Now there’s a whole event dedicated to these tinkerers. In it’s second year, the Calgary Mini Maker Faire (modeled after larger Maker Faire events) has partnered with Beakerhead to put on a massive exhibit of “built in your backyard” inventions on Saturday, September 14.

Interested in showing off your own contraption? Still need to dream up a cool idea? With the exhibitor application deadline coming up soon (midnight, July 31), here’s a few neat example projects from other Alberta makers to help you get inspired:

EZ-B Robot Controller and EZ-Robot, DJ Sures

Throughout his career, Calgary-based roboticist Sures recognized a desire by the masses to create their own computerized friends. And so he simplified the process, creating a circuit board he called the EZ-B Robot Controller that could be connected to toys to bring them to life. He later extended the project and founded EZ-Robot, a Calgary-based company that sells complete hardware and software kits that allow users to build their own robots.

This video shows a poor broken Teddy Ruxpin being resurrected through use of the EZ-Robot kit. Skip ahead to 1:40 to see the little guy in action.

CLOUD, Caitlind r.c. Brown and Wayne Garrett

For those who frequent any form social media, this creation will likely be a little more recognizable. Calgary duo Brown and Garrett are known for projects that are interactive in nature (see Wreck City and The House Project). Their imaginative CLOUD project, which was created from 6,000 new and burnt-out light bulbs, was part of Nuit Blanche Calgary. Each bulb is connected to a pull-string, allowing viewers to turn the lights on and off.

This video, produced by Brown, shows CLOUD in action.

CLOUD: An Interactive Sculpture Made from 6,000 Light Bulbs from Caitlind r.c.
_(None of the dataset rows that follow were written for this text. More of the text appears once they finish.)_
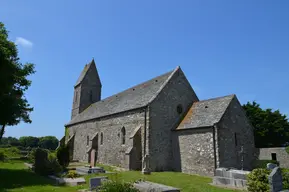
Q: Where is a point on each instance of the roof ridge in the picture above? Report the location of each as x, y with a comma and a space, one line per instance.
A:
136, 85
216, 98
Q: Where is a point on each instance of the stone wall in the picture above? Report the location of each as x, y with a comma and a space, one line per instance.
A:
194, 150
281, 154
112, 151
164, 117
234, 131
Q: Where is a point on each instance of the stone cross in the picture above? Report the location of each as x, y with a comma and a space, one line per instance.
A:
271, 166
92, 158
275, 180
94, 183
145, 163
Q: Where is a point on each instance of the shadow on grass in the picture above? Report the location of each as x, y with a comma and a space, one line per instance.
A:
11, 178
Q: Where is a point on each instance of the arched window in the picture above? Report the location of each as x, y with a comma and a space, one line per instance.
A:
90, 95
101, 138
123, 135
75, 96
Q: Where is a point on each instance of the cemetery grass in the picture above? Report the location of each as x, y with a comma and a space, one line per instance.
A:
15, 176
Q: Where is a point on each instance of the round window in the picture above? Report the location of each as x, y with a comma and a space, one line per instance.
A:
179, 109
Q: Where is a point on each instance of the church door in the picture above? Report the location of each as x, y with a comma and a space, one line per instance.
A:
94, 151
137, 152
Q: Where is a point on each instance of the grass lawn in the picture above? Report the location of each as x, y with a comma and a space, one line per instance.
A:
14, 176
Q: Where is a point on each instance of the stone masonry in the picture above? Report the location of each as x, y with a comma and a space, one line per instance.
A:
162, 118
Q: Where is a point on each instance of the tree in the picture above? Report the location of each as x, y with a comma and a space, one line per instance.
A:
48, 142
29, 141
271, 128
14, 106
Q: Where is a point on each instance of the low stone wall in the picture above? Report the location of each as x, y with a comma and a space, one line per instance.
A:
231, 178
146, 186
281, 154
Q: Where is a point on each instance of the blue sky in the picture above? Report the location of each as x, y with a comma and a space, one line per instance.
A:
223, 47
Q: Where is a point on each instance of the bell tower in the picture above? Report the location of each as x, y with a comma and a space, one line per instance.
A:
87, 89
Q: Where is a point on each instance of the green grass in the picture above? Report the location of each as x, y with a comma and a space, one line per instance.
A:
11, 152
14, 176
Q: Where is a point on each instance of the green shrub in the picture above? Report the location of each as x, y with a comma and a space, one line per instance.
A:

Brown on Vimeo.

Schmotoboard, Trevor Bielby

While some things are created simply for artistic merit, others are crafted to fulfil an unmet desire. Bielby, a Calgary truck driver, took his remote-controlled gas-powered board in front of the ruthless Dragons on CBC’s Dragon’s Den in 2009 (and ended up receiving one of those rare offers of partnership!), providing the panel an opportunity to, in a sense, “snowboard” year-round.

The board is a 49cc recreational vehicle with a wireless throttle handled by a remote control.

Below is Bielby’s audition video for the CBC show, which shows him cruising around a snowy University of Calgary campus.

Patronus, Phil Allen

Photo: Postmedia Archive

Using scrap metal that he had been collecting for years, Crossfield welder Allen constructed a 9.5-foot tall robot in his backyard over two-and-a-half years.

This week Allen told the Rocky View Weekly that he’d like to “have [the robot] talking by September” and eventually make the big guy move. Perhaps this could be the making of a beautiful (if not terrifying) partnership between the maker of giant 1,000 pound robots and a certain local roboticist that brings them to life?